Der Ingenieur fügt sich perfekt in das Wechselspiel der Kräfte in einem produzierenden Unternehmen ein. Er glaubt, es ginge darum, gute Produkte zu fertigen, aber dieses Steckenpferd lassen ihm die BWL'er und Kaufleute gerne zu. Seine Naivität ist ein perfekter Angriffspunkt für diverse Manipulationstechniken. So kann etwa seine Neigung, andere durch technokratisches Fachwissen verblüffen zu wollen, außerordentlich gut dazu genutzt werden, um ihm neue Direktiven angedeihen zu lassen.
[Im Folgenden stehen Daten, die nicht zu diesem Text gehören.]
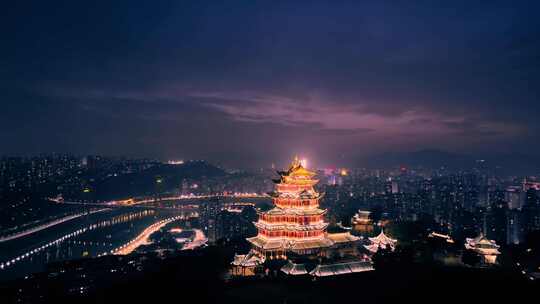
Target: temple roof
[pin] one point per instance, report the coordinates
(341, 268)
(291, 227)
(248, 260)
(289, 244)
(383, 239)
(294, 269)
(297, 170)
(343, 237)
(295, 211)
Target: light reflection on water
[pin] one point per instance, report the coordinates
(61, 243)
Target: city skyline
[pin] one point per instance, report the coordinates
(239, 83)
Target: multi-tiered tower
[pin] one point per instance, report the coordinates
(296, 225)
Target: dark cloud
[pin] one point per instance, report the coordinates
(250, 82)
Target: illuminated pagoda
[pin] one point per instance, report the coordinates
(295, 227)
(488, 249)
(381, 241)
(362, 222)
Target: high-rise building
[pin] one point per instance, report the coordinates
(514, 197)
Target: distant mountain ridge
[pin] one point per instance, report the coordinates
(433, 159)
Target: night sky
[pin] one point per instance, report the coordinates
(247, 83)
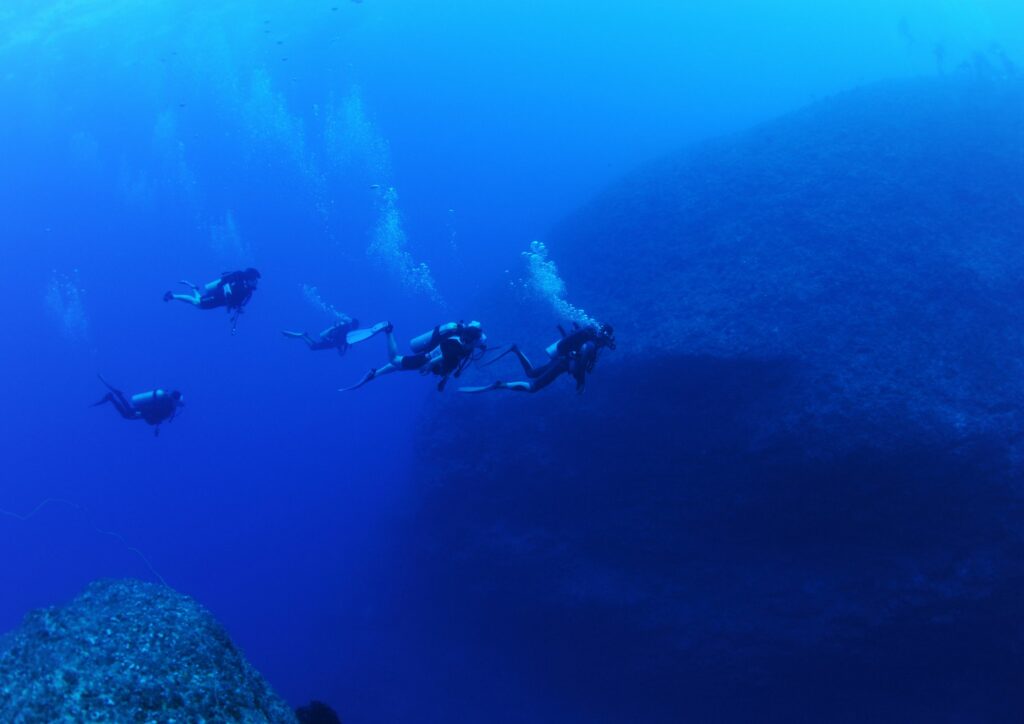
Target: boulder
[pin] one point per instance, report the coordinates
(127, 651)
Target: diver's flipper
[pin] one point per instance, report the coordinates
(108, 385)
(511, 348)
(363, 335)
(370, 375)
(486, 388)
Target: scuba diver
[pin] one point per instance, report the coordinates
(232, 291)
(574, 353)
(155, 407)
(444, 350)
(334, 337)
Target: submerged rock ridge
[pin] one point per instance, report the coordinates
(125, 651)
(796, 484)
(873, 240)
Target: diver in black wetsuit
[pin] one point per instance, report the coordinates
(574, 353)
(445, 350)
(334, 337)
(231, 291)
(155, 407)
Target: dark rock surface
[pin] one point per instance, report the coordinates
(794, 493)
(130, 651)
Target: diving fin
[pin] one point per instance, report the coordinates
(363, 335)
(485, 388)
(370, 375)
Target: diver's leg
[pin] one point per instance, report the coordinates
(372, 375)
(193, 298)
(120, 403)
(544, 377)
(392, 346)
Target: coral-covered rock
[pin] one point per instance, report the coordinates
(797, 480)
(126, 651)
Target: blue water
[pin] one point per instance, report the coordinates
(382, 159)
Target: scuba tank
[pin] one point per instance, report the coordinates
(157, 405)
(144, 400)
(569, 341)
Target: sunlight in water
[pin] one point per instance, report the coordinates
(65, 300)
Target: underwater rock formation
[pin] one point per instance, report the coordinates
(793, 493)
(126, 650)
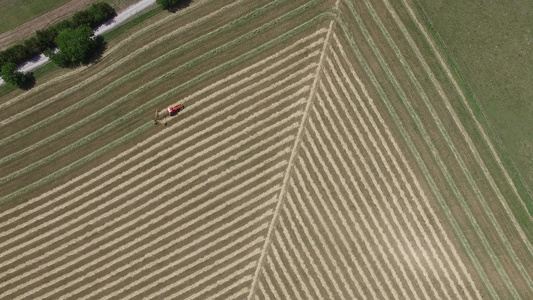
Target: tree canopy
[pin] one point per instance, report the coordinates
(10, 75)
(75, 46)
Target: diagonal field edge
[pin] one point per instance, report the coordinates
(291, 162)
(482, 165)
(401, 173)
(155, 101)
(156, 136)
(409, 170)
(464, 242)
(480, 127)
(442, 166)
(144, 107)
(124, 42)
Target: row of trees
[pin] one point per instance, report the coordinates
(73, 39)
(94, 16)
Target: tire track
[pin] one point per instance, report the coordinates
(132, 113)
(158, 135)
(375, 183)
(41, 246)
(204, 258)
(199, 78)
(236, 125)
(293, 154)
(211, 115)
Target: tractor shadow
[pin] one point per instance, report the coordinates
(175, 113)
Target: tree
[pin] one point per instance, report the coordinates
(173, 4)
(10, 75)
(76, 46)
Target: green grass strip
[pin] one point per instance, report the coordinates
(110, 87)
(442, 202)
(434, 150)
(525, 194)
(455, 152)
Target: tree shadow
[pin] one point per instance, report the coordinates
(180, 5)
(29, 81)
(98, 51)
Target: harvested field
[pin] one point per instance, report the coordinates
(325, 152)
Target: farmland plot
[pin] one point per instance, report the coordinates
(325, 152)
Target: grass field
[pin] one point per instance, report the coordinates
(16, 12)
(326, 151)
(491, 45)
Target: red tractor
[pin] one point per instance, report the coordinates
(161, 115)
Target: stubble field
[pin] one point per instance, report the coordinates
(325, 151)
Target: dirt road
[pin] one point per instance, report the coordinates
(28, 28)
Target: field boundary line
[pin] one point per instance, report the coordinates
(420, 162)
(159, 79)
(327, 215)
(473, 149)
(106, 53)
(177, 89)
(234, 242)
(390, 190)
(219, 113)
(161, 184)
(333, 267)
(401, 172)
(467, 105)
(307, 152)
(459, 159)
(289, 166)
(298, 257)
(494, 259)
(403, 159)
(156, 136)
(162, 174)
(357, 226)
(120, 44)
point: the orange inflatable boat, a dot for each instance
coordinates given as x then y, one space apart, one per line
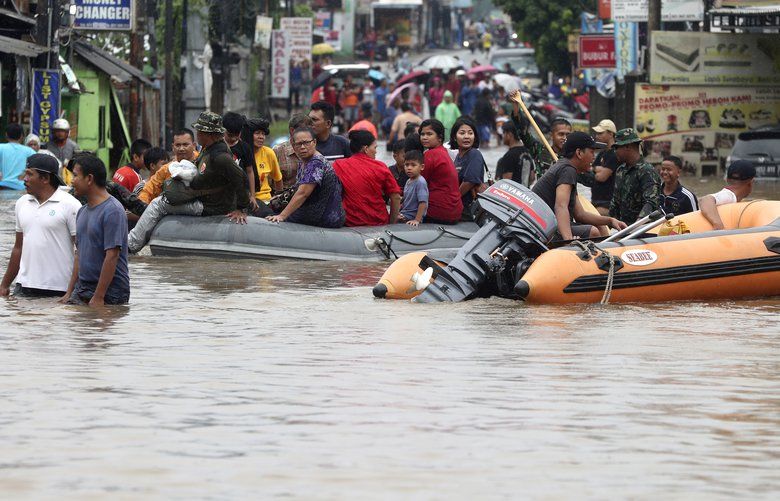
741 261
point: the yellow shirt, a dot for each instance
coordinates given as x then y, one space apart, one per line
267 167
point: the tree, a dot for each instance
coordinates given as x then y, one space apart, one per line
547 25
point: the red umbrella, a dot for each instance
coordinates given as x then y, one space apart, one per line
484 68
415 76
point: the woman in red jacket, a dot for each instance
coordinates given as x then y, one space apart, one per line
444 203
366 183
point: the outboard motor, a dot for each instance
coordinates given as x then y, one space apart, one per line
515 229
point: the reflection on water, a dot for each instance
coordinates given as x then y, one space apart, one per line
226 378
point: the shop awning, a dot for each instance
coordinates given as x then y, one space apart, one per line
20 47
111 65
396 4
746 17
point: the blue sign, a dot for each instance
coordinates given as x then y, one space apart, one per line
114 15
626 47
45 102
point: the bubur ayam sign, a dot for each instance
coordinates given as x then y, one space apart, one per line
112 15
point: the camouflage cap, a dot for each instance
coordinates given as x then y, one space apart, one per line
208 121
626 136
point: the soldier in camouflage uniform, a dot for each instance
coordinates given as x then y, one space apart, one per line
637 184
560 130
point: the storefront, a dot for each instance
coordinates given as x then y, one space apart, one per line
403 16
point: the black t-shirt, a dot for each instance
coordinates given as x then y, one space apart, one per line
561 172
243 156
334 147
517 161
602 192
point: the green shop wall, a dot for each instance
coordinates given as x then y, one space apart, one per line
97 114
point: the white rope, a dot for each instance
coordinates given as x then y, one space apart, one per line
610 278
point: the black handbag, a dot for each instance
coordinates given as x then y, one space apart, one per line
280 201
176 192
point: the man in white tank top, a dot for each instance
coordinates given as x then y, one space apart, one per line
740 184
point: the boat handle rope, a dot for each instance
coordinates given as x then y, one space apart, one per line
594 250
387 247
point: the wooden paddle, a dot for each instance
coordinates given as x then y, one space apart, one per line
517 97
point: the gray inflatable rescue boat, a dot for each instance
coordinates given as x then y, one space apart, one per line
217 236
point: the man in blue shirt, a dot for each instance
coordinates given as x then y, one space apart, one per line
100 273
13 158
674 197
331 146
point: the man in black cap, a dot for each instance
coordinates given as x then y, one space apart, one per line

Dazu müssen ihm lediglich im Kollektiv wiederholt geheimnisvolle Wörter präsentiert werden, die er nicht versteht, und schon wird er dieselben bei nächster Gelegenheit Jedermann entgegensprudeln, ohne sie auch nur im Mindesten hinterfragt zu haben. So hat er es gelernt. Die von ihm belaberten Rezipienten denken sich "na der wird es schon wissen", und geben in Folge dessen den administrativen Stimulus an alle nachfolgenden Hierarchieebenen mit hohem Wirkungsgrad weiter.

[Bearbeiten] Wunschtraum

Jeder Ingenieur träumt davon, einmal ein eigenes Ingenieurbüro zu leiten. Das kumulierte Wissen ließe sich bequem und profitabel abschöpfen und das schnelle Auto mit den vier Ringen darüberhinaus mit Leasingraten finanzieren. Meist müssen jedoch die Softwarelizenzen auf Raten gekauft werden und wenn der Kunde keine Anschlußaufträge bucht, ist die Zahlungsunfähigkeit schneller da, als es die Tabellenkalkulation vorgegaukelt hatte. Schließlich ist das Auto mit den vier Ringen schneller weg, als der Ingenieur jemals zu hoffen wagte, und der Ingenieur hat fortan Ringe unter den Augen.

[Bearbeiten] Feinde

Die Feinde des Ingenieurs sind eben die BWL'er und Kaufleute. Trotzdem sie ihm das Ausleben seines hypokritischen Spieltriebes ermöglichen, hat er das dumpfe Gefühl, von ihnen ausgenutzt zu werden, ohne dass er einen rationalen Grund dafür angeben könnte, da er ihnen ja de facto intellektuell überlegen ist. Diese Fehleinschätzung seiner Feinde führt dazu, dass er oft aus dem Hinterhalt angegriffen wird - just nach dem Motto "Zuckerbrot und Peitsche", und sich dann nicht anders zu helfen weiß, als seine Feinde mit seinem Wissen entwaffnen zu wollen.

Der Ingenieur ist ein sehr geselliges Wesen, welches sich gern und ausschließlich mit Seinesgleichen umgibt. Individuen seiner Art halten zudem fest zusammen und unterstützen einander, außer natürlich in Teambesprechungen, bei denen zufällig der Abteilungsleiter anwesend ist.

Diese Eigenschaften haben im Laufe der Entwicklung zu einer starken Symbiose mit seinem marktwirtschaftlich orientierten Umfeld geführt.